Magnetic bacteria target hard-to-treat tumours

23 Aug 2016 Isabelle Dumé
Artist's impression of MC-1 bacteria carrying cancer drugs to a tumour
On target: magnetic bacteria seek out solid tumours. (Courtesy: NanoRobotics Laboratory/Polytechnique Montreal)

Bacteria that respond to magnetic fields and low oxygen levels may soon join the fight against cancer. Researchers in Canada have done experiments that show how magneto-aerotactic bacteria can be used to deliver drugs to hard-to-reach parts of tumours. With further development, the method could be used to treat a variety of solid tumours, which account for roughly 85% of all cancers.

Cancer cells in a growing tumour consume large amounts of oxygen and parts of the tumour will become starved of oxygen – or hypoxic.

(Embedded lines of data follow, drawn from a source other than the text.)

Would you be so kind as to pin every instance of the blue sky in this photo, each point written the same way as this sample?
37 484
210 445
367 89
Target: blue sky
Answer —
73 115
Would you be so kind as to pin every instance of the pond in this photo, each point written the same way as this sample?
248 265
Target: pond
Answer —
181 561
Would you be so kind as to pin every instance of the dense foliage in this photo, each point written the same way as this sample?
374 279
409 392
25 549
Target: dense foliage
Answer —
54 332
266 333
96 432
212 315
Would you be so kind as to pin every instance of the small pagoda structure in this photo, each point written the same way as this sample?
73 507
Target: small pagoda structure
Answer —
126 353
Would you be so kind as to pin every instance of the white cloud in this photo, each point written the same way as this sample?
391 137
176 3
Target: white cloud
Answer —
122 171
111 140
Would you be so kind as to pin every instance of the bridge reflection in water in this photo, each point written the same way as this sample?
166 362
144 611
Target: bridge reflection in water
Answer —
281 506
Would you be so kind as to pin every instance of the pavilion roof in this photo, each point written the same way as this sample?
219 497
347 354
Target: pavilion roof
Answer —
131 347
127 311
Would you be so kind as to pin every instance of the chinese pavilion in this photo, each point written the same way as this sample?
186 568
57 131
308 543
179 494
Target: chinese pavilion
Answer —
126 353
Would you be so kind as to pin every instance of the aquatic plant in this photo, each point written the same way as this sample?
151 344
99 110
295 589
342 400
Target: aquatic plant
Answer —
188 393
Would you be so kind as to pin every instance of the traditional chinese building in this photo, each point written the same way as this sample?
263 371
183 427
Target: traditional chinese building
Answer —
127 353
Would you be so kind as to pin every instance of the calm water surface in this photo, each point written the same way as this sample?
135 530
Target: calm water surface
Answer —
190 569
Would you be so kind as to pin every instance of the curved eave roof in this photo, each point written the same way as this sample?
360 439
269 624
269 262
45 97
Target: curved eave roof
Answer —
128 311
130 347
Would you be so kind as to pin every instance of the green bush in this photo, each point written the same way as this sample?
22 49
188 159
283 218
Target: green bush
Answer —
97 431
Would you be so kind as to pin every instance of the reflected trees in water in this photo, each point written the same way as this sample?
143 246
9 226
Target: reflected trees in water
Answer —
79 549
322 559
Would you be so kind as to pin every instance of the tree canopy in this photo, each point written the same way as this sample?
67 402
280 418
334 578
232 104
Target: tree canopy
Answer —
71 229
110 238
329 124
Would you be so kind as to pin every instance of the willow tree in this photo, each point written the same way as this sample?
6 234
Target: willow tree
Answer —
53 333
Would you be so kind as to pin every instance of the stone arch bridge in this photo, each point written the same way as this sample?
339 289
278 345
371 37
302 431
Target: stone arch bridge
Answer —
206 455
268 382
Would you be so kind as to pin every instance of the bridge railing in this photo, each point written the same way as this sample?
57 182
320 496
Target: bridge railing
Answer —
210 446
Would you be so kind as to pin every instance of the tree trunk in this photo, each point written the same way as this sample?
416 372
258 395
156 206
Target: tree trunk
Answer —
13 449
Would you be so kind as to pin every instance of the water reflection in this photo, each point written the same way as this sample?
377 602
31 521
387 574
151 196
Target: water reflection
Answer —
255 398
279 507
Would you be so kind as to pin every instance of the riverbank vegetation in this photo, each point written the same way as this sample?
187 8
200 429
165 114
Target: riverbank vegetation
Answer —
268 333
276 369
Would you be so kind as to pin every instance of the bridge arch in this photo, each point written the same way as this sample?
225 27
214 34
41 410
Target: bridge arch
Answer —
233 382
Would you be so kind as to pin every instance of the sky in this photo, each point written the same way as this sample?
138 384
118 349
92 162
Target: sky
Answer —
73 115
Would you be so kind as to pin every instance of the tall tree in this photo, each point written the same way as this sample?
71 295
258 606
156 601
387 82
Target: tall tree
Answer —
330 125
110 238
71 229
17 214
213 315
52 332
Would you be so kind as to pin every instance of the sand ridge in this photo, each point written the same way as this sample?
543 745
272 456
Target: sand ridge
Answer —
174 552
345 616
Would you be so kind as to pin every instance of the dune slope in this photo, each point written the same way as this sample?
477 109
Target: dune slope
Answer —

It is notoriously difficult to deliver tumour-destroying drugs to these hypoxic regions using conventional pharmaceutical nanocarriers, such as liposomes, micelles and polymeric nanoparticles.

Now, a team led by Sylvain Martel of the NanoRobotics Laboratory at the Polytechnique Montréal – including researchers at McGill University – has developed a method that exploits the magnetotactic bacteria Magnetoccus marinus (MC-1) to overcome this problem.

Tiny compass needles

A MC-1 bacterium has a chain of magnetic nanoparticles that acts like a microscopic magnetic compass needle. The bacteria live in saltwater estuaries in the northern hemisphere, where they use the Earths’s geomagnetic field to point them towards deeper water with low oxygen concentrations. The microbes do this because they thrive where oxygen concentrations are low. Indeed, the oxygen levels found in hypoxic regions of a tumour – about 0.5% – are perfect for MC-1.

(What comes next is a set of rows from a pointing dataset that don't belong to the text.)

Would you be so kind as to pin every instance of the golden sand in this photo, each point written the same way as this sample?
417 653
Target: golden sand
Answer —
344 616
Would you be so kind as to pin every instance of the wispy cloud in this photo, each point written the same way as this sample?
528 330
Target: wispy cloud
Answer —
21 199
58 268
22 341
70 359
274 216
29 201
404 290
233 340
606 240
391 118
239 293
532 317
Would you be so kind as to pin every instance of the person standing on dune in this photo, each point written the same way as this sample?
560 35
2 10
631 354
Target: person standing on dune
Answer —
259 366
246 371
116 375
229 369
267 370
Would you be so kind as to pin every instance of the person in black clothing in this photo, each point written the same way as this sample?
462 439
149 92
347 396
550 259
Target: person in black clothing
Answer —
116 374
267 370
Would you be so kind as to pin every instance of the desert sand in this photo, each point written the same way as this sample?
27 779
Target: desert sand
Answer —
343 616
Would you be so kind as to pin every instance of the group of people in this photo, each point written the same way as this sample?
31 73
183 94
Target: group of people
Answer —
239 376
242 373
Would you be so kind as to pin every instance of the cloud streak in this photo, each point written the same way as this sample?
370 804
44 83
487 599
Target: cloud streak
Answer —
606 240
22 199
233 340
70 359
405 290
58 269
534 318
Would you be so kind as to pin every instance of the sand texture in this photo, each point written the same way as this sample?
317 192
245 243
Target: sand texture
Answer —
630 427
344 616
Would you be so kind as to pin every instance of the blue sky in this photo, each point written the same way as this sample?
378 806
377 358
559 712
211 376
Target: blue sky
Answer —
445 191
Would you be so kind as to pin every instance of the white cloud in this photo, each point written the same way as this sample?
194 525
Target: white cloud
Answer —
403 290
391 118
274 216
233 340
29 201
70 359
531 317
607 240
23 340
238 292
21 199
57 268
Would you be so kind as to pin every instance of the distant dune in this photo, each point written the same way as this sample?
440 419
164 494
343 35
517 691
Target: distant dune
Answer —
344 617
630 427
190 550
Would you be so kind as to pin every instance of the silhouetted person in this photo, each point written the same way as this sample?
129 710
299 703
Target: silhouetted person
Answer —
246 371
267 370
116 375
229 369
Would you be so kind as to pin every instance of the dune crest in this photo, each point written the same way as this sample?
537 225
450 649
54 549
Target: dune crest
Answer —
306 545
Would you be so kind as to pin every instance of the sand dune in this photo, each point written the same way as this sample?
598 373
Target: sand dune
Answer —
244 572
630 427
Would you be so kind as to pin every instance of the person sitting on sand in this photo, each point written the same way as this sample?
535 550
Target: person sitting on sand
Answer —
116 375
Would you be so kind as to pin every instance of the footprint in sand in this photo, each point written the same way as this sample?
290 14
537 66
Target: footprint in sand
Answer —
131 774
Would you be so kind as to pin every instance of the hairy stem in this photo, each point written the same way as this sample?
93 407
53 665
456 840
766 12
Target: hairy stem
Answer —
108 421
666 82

The researchers created an artificial environment to allow these bacteria to migrate towards the hypoxic regions of tumours in live mice with colorectal cancers. “We first produce a weak magnetic field pointing towards the tumour to guide drug-loaded bacteria and make them swim towards the tumour (a process called magnetotaxis),” says Martel. “Once inside the tumour and sufficiently close to the hypoxic zones, we remove the magnetic field to allow the bacteria to use their internal oxygen sensors (aerotaxis) and follow the decreasing oxygen gradient in the tumour until they reach the 0.5% oxygen level.”

These bacteria can be used as general transport vehicles to carry a huge variety of therapeutic agents, such as various drug molecules, radiotherapeutic agents, stem cells and immunotherapeutics. “In the short term, we will be using our technique to study how it can enhance cancer treatment,” says Martel. “The possibilities are vast, since all therapeutic agents for treating solid tumours share a common problem – the effective delivery to the site of treatment.”

Therapeutic agents

Looking further into the future, the researchers say they would like to look into the efficacy of various therapeutic agents that are delivered using their new technique. They also hope to collaborate with other research groups around the world.

In the next few months the team will begin to develop medical protocols based on the technique. Also planned is the implementation of mathematical models to improve how magnetic fields are used to guide the bacteria. They will also continue doing studies of the safety of the technique, which Martel says “are encouraging so far”.

The new technique is described in Nature Nanotechnology.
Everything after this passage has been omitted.